Radio Vatikan und die Kirchen-&Demokratiekrise

Am 7.8.2017 berichtete Radio Vatikan unter dem Titel "Krise von Demokratie und Religion hängen zusammen" über einen Vortrag des Jenaer Soziologen Hartmut Rosa zum Abschluss der Salzburger Hochschulwochen

Radio Vatikan: Die gegenwärtige Krise der Demokratie und der politischen Öffentlichkeit und die Krise, die die christlichen Kirchen in Form von Relevanz- und Gläubigenverlust erfahren, hängen miteinander zusammen.

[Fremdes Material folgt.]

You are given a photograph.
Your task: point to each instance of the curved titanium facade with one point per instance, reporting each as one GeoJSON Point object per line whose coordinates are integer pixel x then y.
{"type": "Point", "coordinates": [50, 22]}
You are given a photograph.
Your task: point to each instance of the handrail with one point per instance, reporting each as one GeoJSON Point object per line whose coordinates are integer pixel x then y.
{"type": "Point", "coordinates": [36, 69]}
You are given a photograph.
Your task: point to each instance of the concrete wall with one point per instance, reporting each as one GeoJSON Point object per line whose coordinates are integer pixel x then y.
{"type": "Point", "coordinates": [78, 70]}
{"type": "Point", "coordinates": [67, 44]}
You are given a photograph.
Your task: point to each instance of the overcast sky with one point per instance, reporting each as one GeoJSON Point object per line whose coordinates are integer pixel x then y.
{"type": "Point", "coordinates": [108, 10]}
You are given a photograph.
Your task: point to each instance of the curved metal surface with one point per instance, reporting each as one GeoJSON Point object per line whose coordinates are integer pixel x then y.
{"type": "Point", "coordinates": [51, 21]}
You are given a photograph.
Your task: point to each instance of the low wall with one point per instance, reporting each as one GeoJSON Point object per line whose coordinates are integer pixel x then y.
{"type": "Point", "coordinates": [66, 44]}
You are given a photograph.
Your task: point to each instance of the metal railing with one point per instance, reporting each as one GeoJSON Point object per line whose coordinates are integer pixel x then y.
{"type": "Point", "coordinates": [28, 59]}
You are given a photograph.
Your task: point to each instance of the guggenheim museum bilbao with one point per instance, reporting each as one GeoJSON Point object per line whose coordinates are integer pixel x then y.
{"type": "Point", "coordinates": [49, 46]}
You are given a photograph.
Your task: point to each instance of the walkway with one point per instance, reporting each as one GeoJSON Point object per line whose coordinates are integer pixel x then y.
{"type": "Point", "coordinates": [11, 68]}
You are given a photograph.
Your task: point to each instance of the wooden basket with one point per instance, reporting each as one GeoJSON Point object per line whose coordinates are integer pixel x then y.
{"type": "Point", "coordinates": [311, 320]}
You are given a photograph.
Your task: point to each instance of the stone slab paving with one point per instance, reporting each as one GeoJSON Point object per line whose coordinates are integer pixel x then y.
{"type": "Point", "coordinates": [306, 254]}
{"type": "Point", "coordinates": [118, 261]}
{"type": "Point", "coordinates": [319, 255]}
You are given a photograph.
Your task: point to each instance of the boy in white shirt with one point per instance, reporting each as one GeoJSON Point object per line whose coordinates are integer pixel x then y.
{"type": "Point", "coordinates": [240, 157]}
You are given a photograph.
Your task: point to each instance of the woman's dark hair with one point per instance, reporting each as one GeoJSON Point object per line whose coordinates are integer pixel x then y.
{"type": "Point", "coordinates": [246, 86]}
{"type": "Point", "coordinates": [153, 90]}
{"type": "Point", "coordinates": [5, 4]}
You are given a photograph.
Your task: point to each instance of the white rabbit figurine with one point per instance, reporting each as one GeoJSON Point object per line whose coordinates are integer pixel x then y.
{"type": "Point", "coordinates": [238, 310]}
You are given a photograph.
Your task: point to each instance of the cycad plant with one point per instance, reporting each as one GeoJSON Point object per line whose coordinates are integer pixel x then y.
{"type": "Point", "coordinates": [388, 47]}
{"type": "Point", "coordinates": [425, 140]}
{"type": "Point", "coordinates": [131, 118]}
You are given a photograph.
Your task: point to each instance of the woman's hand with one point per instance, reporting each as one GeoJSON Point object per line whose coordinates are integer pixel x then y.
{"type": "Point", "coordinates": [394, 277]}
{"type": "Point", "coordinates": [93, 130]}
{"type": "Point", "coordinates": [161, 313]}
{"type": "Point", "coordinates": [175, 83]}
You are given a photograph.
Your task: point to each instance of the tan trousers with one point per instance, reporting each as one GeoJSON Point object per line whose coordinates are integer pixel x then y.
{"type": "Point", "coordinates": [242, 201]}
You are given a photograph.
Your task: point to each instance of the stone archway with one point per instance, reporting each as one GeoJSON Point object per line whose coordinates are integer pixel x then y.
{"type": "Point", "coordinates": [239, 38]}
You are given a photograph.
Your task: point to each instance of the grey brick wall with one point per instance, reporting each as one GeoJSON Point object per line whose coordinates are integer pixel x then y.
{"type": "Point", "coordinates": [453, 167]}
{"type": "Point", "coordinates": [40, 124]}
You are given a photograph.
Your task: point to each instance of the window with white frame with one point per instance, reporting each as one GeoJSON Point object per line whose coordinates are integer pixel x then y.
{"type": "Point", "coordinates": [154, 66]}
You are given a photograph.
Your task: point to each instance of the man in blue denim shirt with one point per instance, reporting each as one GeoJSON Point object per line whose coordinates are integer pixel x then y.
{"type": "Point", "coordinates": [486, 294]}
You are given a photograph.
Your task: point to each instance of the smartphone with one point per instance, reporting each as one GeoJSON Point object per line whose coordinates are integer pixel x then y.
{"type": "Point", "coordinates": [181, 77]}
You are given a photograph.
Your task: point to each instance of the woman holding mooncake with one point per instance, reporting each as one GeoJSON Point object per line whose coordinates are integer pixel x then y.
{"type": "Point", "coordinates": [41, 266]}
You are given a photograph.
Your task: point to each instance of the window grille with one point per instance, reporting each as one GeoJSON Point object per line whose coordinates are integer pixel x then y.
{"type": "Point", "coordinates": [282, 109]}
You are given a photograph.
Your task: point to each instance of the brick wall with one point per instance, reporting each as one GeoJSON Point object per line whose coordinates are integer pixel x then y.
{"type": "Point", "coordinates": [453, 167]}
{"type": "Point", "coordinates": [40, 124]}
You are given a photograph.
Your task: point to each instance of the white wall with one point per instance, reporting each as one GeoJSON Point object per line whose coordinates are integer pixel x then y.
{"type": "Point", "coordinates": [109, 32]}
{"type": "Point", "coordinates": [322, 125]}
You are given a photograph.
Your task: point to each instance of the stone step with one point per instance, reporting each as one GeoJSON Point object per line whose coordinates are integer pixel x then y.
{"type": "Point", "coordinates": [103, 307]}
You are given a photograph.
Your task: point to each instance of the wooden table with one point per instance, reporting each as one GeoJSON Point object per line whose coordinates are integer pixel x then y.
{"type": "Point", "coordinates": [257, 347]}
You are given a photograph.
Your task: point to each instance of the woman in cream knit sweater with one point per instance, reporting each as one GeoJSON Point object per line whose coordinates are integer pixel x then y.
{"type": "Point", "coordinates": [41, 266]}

Diese These vertrat Hartmut Rosa (..). Fluchtpunkt beider Krisen sei nämlich ein Verlust an "Resonanzfähigkeit", d.h. der Verlust der Fähigkeit, "sich vom Anderen und von anderen affizieren, berühren zu lassen".

Atheistische Anmerkung: "Affizieren" bedeutet laut Duden "bewegen, reizen; auf jemanden Eindruck machen, sich übertragen". Es ist sprachlich mit dem "Affekt" verwandt, der im Duden als "heftige Erregung, Gemütsbewegung; Zustand außergewöhnlicher psychischer Angespanntheit" definiert wird, man sollte daher wohl vorsichtig sein, affiziert zu werden, "affiziert" wird nämlich mit "gereizt" umschrieben.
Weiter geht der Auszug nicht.